Many public systems in the western portion of the US have made their retirement board meetings completely transparent, including several public pensions that outright broadcast the meetings to the public. These include the San Diego County Employees’ Retirement Association, and the Texas Teachers’ Retirement System.
For those, like us, who monitor the market, this is good news and makes public a whole world of previously private information: fundraising targets, terms and conditions, strategies, key men and even other LPs in a fund. Also in the spotlight are the professionals running the fund: there to sell the fund to the pension and field some frequently tough questions about the offering.
This transparency is not only good for the market analyst. It is also beneficial to those pension scheme members who want to understand how their retirement fund is being invested so that it will meet its obligations in the future.
For GPs and LPs, however, this level of openness could be detrimental.
During a recent roundtable discussion hosted by PEI with a group of high-profile LPs (see p. 25), participants found general consensus when discussing the transparency of public institutions regarding private equity. Most of the people around the table thought the openness was risky and would even be harmful if it included too much detail about portfolio companies.
Objections to too much transparency included the idea that part of the value private equity adds to its portfolio companies is keeping them out of the limelight, so they can be restructured and grown without distraction of public scrutiny: a luxury sorely missed by public companies.
Long-term returns will suffer if GPs have to disclose information about underlying portfolio companies, the group agreed. For example, a GP’s position in sale negotiations could be weakened if too much financial information is disclosed about the company on the block. The knock-on effect could hit the sale price and ultimately the LP’s return.
Furthermore, GPs could become vulnerable to their competitors if too much intimate information about the fund is known. For example, a firm’s competitors could glean that the fund is over-levered through information on portfolio companies.
LPs, of course, want all the information they can get from GPs.
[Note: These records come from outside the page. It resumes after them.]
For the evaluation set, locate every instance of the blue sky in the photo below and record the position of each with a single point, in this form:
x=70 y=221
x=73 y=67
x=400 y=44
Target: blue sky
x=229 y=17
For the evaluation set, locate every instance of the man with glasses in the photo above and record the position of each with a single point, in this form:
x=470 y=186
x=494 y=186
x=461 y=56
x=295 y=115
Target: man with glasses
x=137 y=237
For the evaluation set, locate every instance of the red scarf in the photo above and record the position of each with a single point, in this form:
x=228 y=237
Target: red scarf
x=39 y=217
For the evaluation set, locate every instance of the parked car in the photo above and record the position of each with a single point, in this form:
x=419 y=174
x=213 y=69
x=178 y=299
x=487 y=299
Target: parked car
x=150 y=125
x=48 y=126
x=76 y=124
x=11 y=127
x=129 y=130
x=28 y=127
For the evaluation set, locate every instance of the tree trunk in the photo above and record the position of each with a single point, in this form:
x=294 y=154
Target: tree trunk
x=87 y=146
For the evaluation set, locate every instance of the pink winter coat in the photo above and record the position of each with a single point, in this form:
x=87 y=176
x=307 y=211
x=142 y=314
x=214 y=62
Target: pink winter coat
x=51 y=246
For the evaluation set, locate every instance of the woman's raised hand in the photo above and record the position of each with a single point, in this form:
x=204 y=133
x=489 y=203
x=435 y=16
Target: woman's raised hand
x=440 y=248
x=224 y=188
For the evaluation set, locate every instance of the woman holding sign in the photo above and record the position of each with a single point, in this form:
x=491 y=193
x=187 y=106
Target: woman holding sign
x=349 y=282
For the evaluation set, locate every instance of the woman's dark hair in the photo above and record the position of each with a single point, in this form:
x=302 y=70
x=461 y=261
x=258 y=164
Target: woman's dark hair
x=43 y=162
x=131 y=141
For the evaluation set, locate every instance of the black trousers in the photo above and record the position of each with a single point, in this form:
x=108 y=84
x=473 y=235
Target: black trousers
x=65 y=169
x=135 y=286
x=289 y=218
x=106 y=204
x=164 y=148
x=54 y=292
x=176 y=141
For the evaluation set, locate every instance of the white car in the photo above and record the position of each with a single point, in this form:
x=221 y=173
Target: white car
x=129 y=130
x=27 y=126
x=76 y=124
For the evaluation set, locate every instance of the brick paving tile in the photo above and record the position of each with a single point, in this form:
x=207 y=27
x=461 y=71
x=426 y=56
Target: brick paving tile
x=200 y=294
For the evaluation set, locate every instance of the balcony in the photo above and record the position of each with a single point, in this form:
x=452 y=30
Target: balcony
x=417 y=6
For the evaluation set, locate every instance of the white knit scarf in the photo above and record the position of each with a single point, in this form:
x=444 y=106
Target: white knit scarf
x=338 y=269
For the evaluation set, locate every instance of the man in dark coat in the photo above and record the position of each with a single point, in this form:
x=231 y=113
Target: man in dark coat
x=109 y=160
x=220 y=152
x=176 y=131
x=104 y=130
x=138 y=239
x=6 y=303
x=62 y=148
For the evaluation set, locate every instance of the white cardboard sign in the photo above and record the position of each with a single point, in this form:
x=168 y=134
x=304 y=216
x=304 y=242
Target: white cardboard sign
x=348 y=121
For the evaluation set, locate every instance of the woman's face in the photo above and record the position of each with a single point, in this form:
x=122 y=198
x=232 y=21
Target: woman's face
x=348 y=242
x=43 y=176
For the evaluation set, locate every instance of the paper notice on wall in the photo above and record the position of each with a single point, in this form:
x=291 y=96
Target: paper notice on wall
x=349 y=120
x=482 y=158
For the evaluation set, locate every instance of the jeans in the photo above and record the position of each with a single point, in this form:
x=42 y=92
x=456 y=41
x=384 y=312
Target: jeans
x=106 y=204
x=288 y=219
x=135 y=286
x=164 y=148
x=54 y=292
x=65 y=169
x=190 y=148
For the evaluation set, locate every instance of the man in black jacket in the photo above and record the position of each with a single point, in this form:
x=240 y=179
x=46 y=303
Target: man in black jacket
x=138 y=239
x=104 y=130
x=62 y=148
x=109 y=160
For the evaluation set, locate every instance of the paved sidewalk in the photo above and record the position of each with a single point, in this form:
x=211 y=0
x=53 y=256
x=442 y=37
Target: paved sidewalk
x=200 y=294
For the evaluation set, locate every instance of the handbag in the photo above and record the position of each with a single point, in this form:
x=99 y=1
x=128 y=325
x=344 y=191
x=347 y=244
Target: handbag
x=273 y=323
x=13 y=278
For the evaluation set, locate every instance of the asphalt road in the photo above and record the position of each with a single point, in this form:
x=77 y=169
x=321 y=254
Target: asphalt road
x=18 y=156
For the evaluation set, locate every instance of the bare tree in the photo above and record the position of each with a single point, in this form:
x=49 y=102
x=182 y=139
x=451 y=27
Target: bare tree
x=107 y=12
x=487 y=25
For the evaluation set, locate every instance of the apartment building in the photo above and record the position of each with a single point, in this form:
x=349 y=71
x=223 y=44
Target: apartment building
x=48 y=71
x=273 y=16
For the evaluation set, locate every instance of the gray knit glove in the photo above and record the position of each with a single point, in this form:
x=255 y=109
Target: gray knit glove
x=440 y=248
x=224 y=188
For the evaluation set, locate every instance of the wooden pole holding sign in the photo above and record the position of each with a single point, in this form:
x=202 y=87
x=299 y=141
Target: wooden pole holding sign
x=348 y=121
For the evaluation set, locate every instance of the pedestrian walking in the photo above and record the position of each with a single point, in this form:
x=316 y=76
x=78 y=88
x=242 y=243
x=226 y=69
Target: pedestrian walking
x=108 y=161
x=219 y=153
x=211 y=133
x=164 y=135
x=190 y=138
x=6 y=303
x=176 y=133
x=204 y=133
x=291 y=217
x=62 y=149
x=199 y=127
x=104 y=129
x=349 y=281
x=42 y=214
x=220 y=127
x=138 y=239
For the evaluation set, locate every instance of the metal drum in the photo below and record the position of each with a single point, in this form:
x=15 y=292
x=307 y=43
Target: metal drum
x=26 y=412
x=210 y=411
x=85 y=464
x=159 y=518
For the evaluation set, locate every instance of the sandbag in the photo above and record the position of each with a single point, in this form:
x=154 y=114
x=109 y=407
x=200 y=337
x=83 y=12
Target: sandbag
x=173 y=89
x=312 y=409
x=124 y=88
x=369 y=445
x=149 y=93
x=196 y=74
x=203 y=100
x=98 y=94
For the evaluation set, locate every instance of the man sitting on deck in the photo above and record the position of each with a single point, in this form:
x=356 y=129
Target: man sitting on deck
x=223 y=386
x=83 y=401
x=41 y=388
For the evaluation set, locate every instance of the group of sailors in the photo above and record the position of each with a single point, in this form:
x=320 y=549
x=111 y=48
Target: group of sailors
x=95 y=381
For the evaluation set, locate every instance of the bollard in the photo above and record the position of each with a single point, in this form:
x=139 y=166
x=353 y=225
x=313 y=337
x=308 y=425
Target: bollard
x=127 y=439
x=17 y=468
Details about underlying portfolio companies are vital to help an LP understand its exposure to various sectors, strategies, geographies and leverage levels, among other things. In this way, an LP is not looking at his private equity holdings in terms of funds or GPs, but in terms of portfolio companies. This level of detail gives LPs a competitive advantage, participants agreed, but that does not mean it needs to be communicated to the wider public.
For some LPs this may be more detail than they are ready to accept. Many institutions invested in the asset class are under-staffed, and have alternatives teams that are seeing too many PPMs. They simply don’t have time to really dig into micro-details. Through due diligence, they figure out which managers to trust with their capital.
Some participants agreed routine fund performance data was appropriate to open up to public scrutiny. In the case of fund performance, though, numbers can be deceiving, especially to members of the public who may not understand the delayed nature of private equity performance. Funds that achieve some sort of negative internal rate of return early on may grow to generate high returns by the end of its life. For the first few quarters, however, when the performance numbers are out in the open for everyone to see, the fund looks terrible.
In this case, it’s incumbent on the institution to explain exactly what is being presented to the public.
For now, the trend seems to be toward more openness, not less, and if this is the case, GPs will have to decide just how much transparency they are willing to tolerate on the part of LPs. As one participant said, it’s surprising so many GPs decide to partner with public institution knowing how much detail will be out in the public. Perhaps the treacherous fundraising conditions have something to do with it.